Does anyone know of any websites were they have infringed copyright and typed it up? Or would anyone with the test be kind enough to give me a quick run through of the movements! Cheers!


----------



## carthorse (29 December 2007)

Have dressage diagrams got it on their site?


----------



## Ferdinase514 (29 December 2007)

http://www.dressagediagrams.org/20d/mainstart.asp?width=1024&amp;height=768&amp;first=no&amp;mess=-1


----------



## Law (29 December 2007)

20x40

working trot, 
change rein across diagonal medium trot 
10m circle 
halt immobility 6 secs
more medium trot
medium walk
working canter
half circle in working canter
counter canter
medium canter


----------



## ccooxxyy (29 December 2007)

its the same as elem 41 but broken up abit more to give more marks!!!!


----------



## lifeslemons (29 December 2007)

Cheers everyone - annoyed because I have already used up my free dressagediagrams trial and can't justify joining for the sake of one test!

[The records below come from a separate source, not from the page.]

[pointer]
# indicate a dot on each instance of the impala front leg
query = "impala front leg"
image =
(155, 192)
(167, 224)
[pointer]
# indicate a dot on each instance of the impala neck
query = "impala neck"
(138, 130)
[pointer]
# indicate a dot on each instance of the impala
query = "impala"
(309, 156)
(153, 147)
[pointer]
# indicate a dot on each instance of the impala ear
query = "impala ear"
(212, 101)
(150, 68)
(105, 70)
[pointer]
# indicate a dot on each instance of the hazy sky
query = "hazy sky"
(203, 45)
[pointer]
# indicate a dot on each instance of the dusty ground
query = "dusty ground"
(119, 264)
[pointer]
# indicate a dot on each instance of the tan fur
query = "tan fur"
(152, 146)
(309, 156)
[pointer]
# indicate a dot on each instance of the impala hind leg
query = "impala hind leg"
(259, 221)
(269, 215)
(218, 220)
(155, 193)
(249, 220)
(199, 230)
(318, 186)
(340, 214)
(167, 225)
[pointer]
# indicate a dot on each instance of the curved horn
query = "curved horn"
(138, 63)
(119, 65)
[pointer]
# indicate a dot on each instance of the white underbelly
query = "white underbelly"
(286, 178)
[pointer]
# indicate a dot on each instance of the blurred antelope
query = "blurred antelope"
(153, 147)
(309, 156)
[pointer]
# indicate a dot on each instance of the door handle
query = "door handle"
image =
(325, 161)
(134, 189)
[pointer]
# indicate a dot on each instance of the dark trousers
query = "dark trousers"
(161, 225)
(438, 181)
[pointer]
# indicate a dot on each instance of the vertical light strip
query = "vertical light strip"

Thank you Law - doesn't look two bad, although I wish it was in a 20-60 - so much easier on big horses!


----------



## Ferdinase514 (29 December 2007)

You dont have to subscribe to buy the tests and store them online though. I'm not a member


----------



## Law (29 December 2007)

Doesn't it wipe them out of your portfolio after a set period?  I'm sure I bought a test and then went back to look at it a couple of months later and then it was gone  
	
	
		
		
	


	




  Might be imagining that though! 

Sorry to go OT


----------



## Ferdinase514 (29 December 2007)

It says it deletes them after 3months, but mine stay in there 
	
	
		
		
	


	




 Still have prelims in there and havent done any of those for ages....


----------